Small Business Spotlight: Soya e Pomodoro
This taste of southern Italy has been a Downtown Miami staple for over 20 years.
As a young teenager living in Puglia, Italy, Cristian D’Oria would come home from school and go straight to his job as a chef at a local restaurant. With a mission to bring a taste of home to the U.S., D’Oria ventured to Miami, where he met his business partner, Rosario Magrelli. Fueled by their dedication to the craft, the two converted a historic bank to what we know today as Soya e Pomodoro.
While Magrelli manages the eatery, D’Oria serves as the executive chef of Soya e Pomodoro. The restaurant is unlike any other in the city, combining signature flavors of southern Italy with the casual ambiance and Bohemian atmosphere of the country. In this edition of ‘Small Business Spotlight’, we sat down with D’Oria to learn more about Flagler District‘s very own slice of Italy.
How did Soya e Pomodoro come to life? Why did you choose to open it in Downtown Miami?
Over 20 years ago, my business partner Rosario and I set our sights on opening a restaurant in Miami Beach because, at the time, that’s where all the action was. However, we looked elsewhere because we wanted to open it somewhere unique and new for the years to come. In Downtown Miami, we stumbled upon this location unlike any other in the area. Coming from Puglia and my partner from Naples, we were hooked on the space since it reminded us of our home. We saw this as an opportunity to get away from the beach and open something truly special in downtown.
What are some of Soya e Pomodoro’s signature dishes?
You know, from the ‘melanzane alla parmigiana’ to the homemade gnocchi, to the fish and other seafood dishes… the lamb too. It’s a little bit of everything. The menu focuses on Italian dishes I grew up loving and enjoy cooking. If you’re in the mood for pasta, seafood, salad, or a sandwich, you’re in good shape.
What’s the formula for Soya e Pomodoro’s success?
Our recipe is to create simple food with love, transporting people away from the outside world to relax and enjoy a nice meal. We try to make things easy for our guests, not complicated, and want them to enjoy the food.
Do you believe that small businesses like yours are the way of the future and can help pave the way for every neighborhood?
I believe neighborhoods need both big-box names and small businesses. Small businesses are more unique. If my restaurant was a big chain, we’d lose the authenticity and touch. I think there is always a balance in life, which is why you need both. However, to combine them could be challenging because with the big chains come higher rents, making things tougher for the small businesses to survive.
In the last 20 years, you’ve seen the neighborhood evolve into what it is today. What are your thoughts on the resurgence of Downtown Miami?

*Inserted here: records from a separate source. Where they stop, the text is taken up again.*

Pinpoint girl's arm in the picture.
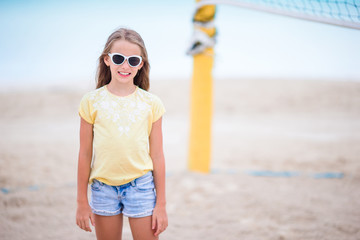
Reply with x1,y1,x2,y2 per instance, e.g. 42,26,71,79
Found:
150,118,168,236
76,118,94,232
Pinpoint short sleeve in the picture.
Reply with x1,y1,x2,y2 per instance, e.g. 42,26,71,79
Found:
152,96,165,123
79,94,95,124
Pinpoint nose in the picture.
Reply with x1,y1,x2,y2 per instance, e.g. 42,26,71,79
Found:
121,59,131,68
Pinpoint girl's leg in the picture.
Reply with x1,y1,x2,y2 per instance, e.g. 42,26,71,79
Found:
94,214,123,240
129,216,159,240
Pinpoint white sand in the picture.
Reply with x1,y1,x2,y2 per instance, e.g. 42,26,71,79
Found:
0,80,360,240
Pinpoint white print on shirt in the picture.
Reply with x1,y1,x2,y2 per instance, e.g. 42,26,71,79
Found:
89,89,151,136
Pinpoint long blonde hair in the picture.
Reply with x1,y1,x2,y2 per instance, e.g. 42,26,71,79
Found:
96,28,150,91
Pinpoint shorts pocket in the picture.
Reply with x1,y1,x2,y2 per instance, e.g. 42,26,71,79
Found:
135,179,155,192
91,179,104,191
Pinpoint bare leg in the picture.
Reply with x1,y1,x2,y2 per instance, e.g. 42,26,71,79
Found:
94,214,123,240
129,216,159,240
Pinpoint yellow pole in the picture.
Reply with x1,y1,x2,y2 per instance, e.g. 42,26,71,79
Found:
188,2,216,173
189,48,213,173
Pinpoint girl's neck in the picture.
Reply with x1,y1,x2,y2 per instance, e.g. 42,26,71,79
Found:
107,81,136,97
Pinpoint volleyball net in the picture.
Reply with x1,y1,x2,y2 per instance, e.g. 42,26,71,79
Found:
196,0,360,29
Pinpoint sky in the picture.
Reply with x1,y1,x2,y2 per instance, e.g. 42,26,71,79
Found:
0,0,360,88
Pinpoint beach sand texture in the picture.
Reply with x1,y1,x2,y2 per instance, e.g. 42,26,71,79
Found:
0,79,360,240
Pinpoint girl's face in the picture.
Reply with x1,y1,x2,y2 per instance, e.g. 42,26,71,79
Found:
104,40,144,84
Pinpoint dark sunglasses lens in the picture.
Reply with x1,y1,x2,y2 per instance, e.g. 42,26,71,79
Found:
129,57,141,67
113,55,125,64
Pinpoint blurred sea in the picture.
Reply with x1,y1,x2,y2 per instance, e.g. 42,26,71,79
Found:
0,0,360,89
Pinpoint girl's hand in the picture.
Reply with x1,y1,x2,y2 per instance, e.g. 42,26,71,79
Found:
152,205,168,237
76,203,95,232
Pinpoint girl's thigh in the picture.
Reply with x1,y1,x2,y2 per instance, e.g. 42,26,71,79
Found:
129,216,159,240
94,214,123,240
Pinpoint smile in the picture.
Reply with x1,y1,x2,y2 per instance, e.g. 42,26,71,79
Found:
118,72,130,76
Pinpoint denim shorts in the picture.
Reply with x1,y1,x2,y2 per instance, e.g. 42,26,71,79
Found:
90,171,156,218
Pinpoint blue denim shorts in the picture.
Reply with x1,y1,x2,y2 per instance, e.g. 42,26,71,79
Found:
90,171,156,218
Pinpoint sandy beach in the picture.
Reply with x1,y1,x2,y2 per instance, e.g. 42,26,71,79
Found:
0,79,360,240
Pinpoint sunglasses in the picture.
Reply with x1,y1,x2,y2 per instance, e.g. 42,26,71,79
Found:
108,53,142,67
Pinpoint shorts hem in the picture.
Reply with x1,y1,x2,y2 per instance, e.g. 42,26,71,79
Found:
91,208,121,216
123,210,153,218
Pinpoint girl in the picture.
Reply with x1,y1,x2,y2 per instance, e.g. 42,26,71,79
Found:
76,28,168,240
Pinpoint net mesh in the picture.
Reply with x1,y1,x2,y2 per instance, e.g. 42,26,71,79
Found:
198,0,360,29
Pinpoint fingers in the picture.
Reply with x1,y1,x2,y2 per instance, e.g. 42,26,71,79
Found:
90,213,95,227
76,215,95,232
153,218,168,237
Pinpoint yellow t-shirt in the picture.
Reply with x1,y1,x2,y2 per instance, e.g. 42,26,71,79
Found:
79,85,165,186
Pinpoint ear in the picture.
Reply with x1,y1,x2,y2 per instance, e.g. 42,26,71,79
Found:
104,55,110,67
138,61,144,71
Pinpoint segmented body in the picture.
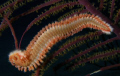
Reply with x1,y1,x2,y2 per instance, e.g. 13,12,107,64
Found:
9,14,113,72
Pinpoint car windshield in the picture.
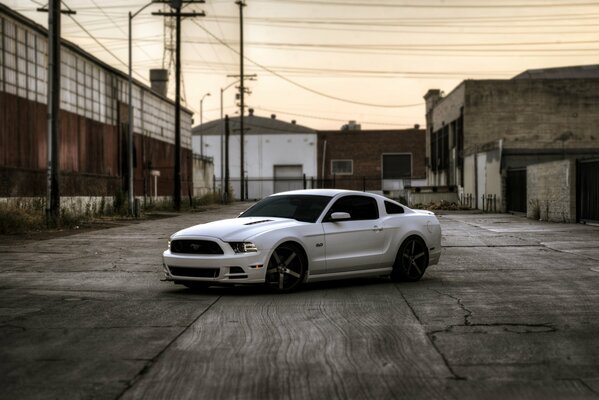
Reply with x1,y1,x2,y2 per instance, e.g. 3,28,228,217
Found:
240,194,332,223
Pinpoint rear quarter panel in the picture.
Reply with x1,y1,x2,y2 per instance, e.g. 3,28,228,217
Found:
383,213,441,265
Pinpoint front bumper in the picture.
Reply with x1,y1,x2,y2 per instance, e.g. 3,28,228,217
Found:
162,250,267,284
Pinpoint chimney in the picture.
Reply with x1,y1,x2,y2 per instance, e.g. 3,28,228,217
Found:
341,120,362,131
150,69,168,97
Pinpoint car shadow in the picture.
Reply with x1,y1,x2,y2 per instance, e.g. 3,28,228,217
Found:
169,276,434,296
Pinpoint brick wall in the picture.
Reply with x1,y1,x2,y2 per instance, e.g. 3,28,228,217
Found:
318,128,426,190
526,160,576,223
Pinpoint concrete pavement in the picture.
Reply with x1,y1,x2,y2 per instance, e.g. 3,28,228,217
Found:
0,203,599,399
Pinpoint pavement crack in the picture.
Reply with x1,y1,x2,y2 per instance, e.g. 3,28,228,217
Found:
431,289,472,326
395,285,468,381
116,296,222,399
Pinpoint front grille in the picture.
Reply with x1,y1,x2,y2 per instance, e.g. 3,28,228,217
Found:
169,267,219,278
171,239,225,254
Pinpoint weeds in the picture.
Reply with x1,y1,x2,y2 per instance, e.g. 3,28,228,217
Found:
0,191,221,235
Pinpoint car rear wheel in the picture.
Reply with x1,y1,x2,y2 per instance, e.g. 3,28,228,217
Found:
391,236,428,282
266,243,307,292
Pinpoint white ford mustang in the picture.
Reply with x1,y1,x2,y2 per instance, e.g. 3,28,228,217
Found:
162,189,441,292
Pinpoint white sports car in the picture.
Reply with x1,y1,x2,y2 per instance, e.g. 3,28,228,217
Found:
162,189,441,292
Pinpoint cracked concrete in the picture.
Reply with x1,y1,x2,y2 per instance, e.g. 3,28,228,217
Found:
0,208,599,399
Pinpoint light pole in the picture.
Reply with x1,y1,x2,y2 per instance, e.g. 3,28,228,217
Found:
127,1,154,215
220,74,257,198
200,93,210,158
220,79,239,194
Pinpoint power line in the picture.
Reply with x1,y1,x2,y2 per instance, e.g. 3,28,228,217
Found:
255,0,599,9
194,21,420,108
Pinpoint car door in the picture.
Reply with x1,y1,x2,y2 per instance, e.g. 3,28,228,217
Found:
323,195,383,273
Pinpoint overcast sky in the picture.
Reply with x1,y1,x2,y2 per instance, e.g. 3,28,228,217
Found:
0,0,599,129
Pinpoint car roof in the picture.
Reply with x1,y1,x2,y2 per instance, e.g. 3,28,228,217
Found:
272,189,372,197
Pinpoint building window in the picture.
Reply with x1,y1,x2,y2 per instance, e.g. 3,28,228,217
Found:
383,153,412,179
331,160,354,175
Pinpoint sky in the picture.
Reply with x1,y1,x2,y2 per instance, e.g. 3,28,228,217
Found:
0,0,599,130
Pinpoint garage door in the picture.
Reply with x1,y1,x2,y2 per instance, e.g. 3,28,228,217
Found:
577,160,599,222
274,165,304,193
505,169,526,213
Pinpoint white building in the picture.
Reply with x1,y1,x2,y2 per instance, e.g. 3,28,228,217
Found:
192,109,317,199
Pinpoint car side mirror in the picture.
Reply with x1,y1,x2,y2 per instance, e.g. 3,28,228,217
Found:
330,212,351,221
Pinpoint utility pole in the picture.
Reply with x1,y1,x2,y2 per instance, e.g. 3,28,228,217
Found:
37,0,75,227
152,0,206,211
235,0,246,201
224,115,229,203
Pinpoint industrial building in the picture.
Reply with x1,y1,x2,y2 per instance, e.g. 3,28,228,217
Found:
424,65,599,222
0,4,192,206
193,109,317,199
318,121,426,198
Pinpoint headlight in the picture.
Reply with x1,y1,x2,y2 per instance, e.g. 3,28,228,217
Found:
229,242,258,253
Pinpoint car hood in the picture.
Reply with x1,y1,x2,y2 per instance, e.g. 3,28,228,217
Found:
172,217,305,242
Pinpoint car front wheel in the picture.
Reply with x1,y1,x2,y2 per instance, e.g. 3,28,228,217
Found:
266,243,306,292
391,236,428,282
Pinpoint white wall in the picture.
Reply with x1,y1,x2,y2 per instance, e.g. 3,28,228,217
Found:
192,133,317,198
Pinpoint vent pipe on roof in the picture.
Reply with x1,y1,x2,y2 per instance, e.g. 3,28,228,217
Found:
150,69,168,97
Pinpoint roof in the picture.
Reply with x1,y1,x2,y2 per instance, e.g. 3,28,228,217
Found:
512,64,599,79
0,3,193,114
191,115,316,135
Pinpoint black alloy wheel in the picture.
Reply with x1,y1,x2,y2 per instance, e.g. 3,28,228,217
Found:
391,236,428,282
266,243,306,292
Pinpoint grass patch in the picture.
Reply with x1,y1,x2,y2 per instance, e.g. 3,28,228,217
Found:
0,193,221,235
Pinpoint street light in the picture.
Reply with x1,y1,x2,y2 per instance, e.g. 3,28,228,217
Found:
200,92,210,158
127,1,154,215
220,79,239,196
220,74,257,198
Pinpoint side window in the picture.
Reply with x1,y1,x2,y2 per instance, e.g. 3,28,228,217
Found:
328,196,379,221
385,201,404,215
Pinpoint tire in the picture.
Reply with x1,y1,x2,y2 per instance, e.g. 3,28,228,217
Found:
266,243,307,293
391,236,428,282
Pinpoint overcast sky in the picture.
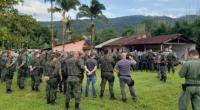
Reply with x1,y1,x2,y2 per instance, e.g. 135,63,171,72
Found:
16,0,200,21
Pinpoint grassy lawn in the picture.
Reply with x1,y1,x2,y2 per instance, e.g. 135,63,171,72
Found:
0,68,191,110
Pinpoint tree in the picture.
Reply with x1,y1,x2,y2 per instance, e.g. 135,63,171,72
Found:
0,0,23,13
77,0,107,45
57,0,80,51
94,29,118,45
44,0,56,48
122,28,135,36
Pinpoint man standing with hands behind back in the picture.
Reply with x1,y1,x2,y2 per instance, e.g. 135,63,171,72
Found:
179,50,200,110
115,52,137,102
85,53,97,98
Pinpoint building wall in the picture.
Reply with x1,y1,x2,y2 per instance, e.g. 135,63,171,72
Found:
104,46,129,53
168,44,196,60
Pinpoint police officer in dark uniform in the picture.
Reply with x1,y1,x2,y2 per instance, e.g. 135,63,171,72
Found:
44,52,62,105
160,52,167,82
65,53,84,110
115,53,137,102
17,50,28,89
4,51,16,93
100,50,115,100
147,50,155,71
167,50,176,73
30,52,41,92
179,50,200,110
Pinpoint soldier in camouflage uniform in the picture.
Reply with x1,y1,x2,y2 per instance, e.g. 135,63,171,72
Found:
65,53,84,110
4,51,16,93
140,52,148,71
100,50,115,100
167,50,176,73
0,52,8,82
0,51,3,80
159,53,167,82
179,50,200,110
44,53,62,105
17,50,28,89
30,52,41,92
147,50,155,71
78,52,85,92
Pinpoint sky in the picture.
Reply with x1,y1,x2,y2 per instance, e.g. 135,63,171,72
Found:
15,0,200,21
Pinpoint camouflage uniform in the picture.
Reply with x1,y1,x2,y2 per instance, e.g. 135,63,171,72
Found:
17,54,28,89
167,53,176,73
31,57,41,91
140,53,148,71
44,55,58,104
5,55,16,93
66,57,84,110
179,60,200,110
159,53,167,82
147,52,154,71
100,55,115,99
59,57,67,94
0,56,8,82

It’s a good thing, a very good thing. More foot traffic in the neighborhood is great. Seeing places like Bar La Real open in a beautiful building like the Old Post Office and Courthouse is nice, but they need more to bring in the neighborhood. Of course, don’t lose the uniqueness and don’t destroy what’s already existing. Soya e Pomodoro is original, you know? This building has been around for almost 100 years. How fascinating is that? Destroying and building from the ground up is easy but in the long term, it would be better to keep the fabric that makes up the neighborhood.
Did you know?
- Soya e Pomodoro is located in the historic Shoreland Arcade building, which was built in 1925
- The restaurant has also served as a venue for live entertainment events, art installation pop-ups, and weddings
- All bottles of wine are 50% off on Wednesdays at Soya e Pomodoro
Enjoy a quick lunch at Soya e Pomodoro or make it your next date night spot. Stop by on Thursday nights for live Latin jazz music and be sure to satisfy your palate with one of their savory homemade pastas.